Her şeyimizi o kadar erkenden kaybettik ki artık kaybedecek bir şeyimiz, yaşayacak bir olayımız kalmadı. Biz yaşayacağımızı yaşadık geri kalan sadece takılmış bir plak...
"...bitmek tükenmek bilmeyen yalnızlıklara katlanabilme gücüyle..."
Yalnızlığa neden katlanılabilmeliymiş gibi davranılıyor anlamıyorum. Yalnızlık bana göre bir lütuf. Düşünsene ya seni kıracak biri yok, hesap soran biri yok, seni üzecek hiçbir şey yok. Sadece sen varsın. Hayatını istediğin gibi, istediğin şekilde yaşayabilirsin. Tabii yalnızlığını kabullenebildiğin sürece...
"...hep boş vaatler; yaralar sarılmadı."
Yaralar sarılmadığı gibi daha derini açılıp gidiliyor. Vaatlere kanıp inanıyoruz ama aslında kendi kuyumuzu kendimiz kazıyoruz. Belki bile bile, belki de bilmeden yapıyoruz bunu ama kendimiz yapıyoruz. Yaralarımızı görmelerine izin veriyoruz ve onlarda bunu bize karşı kullanıyor. Bir nevi siyaset... Zaten siyasette kravat takmış cinayet.
"Beni boş ver. Konu ben değilim ki. Hiçbir zaman da olmadım."
Konu biraz ben olsaydım zaten her şeyi içimin mezarlığına gömmezdim. Bana bu kadar yük olmazdı her şey. Çok değil azıcık konu ben olsaydım şu an ki ben olmazdım. Hissiz, her şeyi bırakmış bir ben yerine hala yaşamak için enerjisi olan bir ben olurdu. Gerçi onu bunu bırakın da zaten konu ben değilim.
"Daha ilk cümlende, hiç tanımadığın bir insana bir yoksunluğu hatırlatmak."
Kelimeler çok şey ifade edebilir. Hele de hayatı kitap olan birine. Okuduğun her cümlede, duyduğun her sözde o boşluğu hatırlamak... Acıtır, hem de öyle acıtır ki inanamazsın. Ama yine de ondan gelen acıyı bile seversin bazen. Sonuçta sen ondan gelen neyi sevmedin ki?
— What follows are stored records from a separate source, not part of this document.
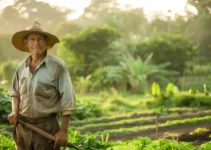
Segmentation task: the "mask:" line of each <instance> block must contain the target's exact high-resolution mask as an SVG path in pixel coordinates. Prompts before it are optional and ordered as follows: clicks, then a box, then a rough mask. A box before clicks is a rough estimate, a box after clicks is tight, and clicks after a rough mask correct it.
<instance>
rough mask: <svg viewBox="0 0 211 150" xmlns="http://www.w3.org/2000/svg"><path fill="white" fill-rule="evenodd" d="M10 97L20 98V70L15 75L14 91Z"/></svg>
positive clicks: (10, 92) (14, 82) (13, 89)
mask: <svg viewBox="0 0 211 150" xmlns="http://www.w3.org/2000/svg"><path fill="white" fill-rule="evenodd" d="M10 96H11V97H20V92H19V76H18V69H17V70H16V71H15V74H14V76H13V80H12V89H11V92H10Z"/></svg>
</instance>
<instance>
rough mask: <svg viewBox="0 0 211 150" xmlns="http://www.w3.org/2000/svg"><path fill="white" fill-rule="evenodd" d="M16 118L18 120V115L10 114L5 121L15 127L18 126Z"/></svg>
mask: <svg viewBox="0 0 211 150" xmlns="http://www.w3.org/2000/svg"><path fill="white" fill-rule="evenodd" d="M18 118H19V114H18V113H16V112H12V113H10V114H9V115H8V117H7V119H8V121H9V123H10V124H12V125H14V126H15V127H16V126H17V124H18Z"/></svg>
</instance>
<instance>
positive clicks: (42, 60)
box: [8, 21, 75, 150]
mask: <svg viewBox="0 0 211 150" xmlns="http://www.w3.org/2000/svg"><path fill="white" fill-rule="evenodd" d="M56 43H59V39H58V38H57V37H56V36H55V35H53V34H50V33H48V32H45V31H44V30H43V28H42V27H41V25H40V24H39V23H38V22H36V21H34V22H33V23H31V24H30V25H29V26H28V27H27V28H26V29H25V30H23V31H20V32H17V33H15V34H14V35H13V37H12V44H13V45H14V46H15V48H17V49H18V50H21V51H24V52H29V54H30V56H29V57H28V58H27V59H26V60H24V61H23V62H21V63H20V64H19V66H18V67H17V70H16V72H15V75H14V78H13V83H12V92H11V97H12V112H11V113H10V114H9V115H8V120H9V122H10V123H11V124H13V125H14V126H15V127H16V128H15V130H14V133H13V137H14V140H15V143H16V149H18V150H51V149H59V147H60V146H66V143H67V139H68V133H67V131H68V125H69V122H70V118H71V114H72V113H73V112H74V111H75V94H74V90H73V87H72V83H71V80H70V76H69V73H68V71H67V68H66V66H65V64H64V63H63V61H61V60H59V59H58V58H55V57H53V56H50V55H49V54H48V53H47V51H48V50H50V49H51V48H52V47H53V46H54V44H56ZM59 112H60V113H61V115H62V123H61V126H59V124H58V120H57V114H58V113H59ZM18 119H22V120H23V121H26V122H28V123H31V124H33V125H35V126H36V127H38V128H40V129H42V130H44V131H46V132H48V133H51V134H52V135H55V137H56V141H55V142H53V141H49V140H48V139H47V138H45V137H42V136H41V135H39V134H37V133H35V132H33V131H31V130H30V129H27V128H25V127H23V126H22V125H20V124H18V123H17V122H18Z"/></svg>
"Ayrılık hüzne yakın, unutmak kasvete."Ayrılıkta kendimi affettirebilirim umuduna sahiptir insan. O umuda tutunur, o umutla nefes alır. Ama unutmak öyle midir? Seni unutmuş birine kendini hatırlatamazsın. Bu durum seni kasvete boğar. Bu durum seni tüketir. Bu durum seni öldürür. Çünkü umudun yok, sana dönmesinin yolu yok. O yoluna devam ederken sen onda kalırsın. Sen ondan gidemezsin. O başkalarıyla mutluyken sen onun sensizliğini gördükçe kasvete bürünürsün.Erken kaybeden arkadaşlar üzülmeyin, bu hayatta yaşadığın sürece kaybedecek şeyler artıyor. Tek sıkıntı sen herkesten erken başlamışsın bu işe. Eh bu da deneyim demek aslında. Onlar engelde yere düşerken, sen sadece yalpalarsın. Fena mı? Biraz Pollyanna olmalıyız değil mi? Bu zamana kadar negatif baktık da ne oldu? Elde kalan yine sıfır. Biraz da pozitif olalım, bakalım ne olacak?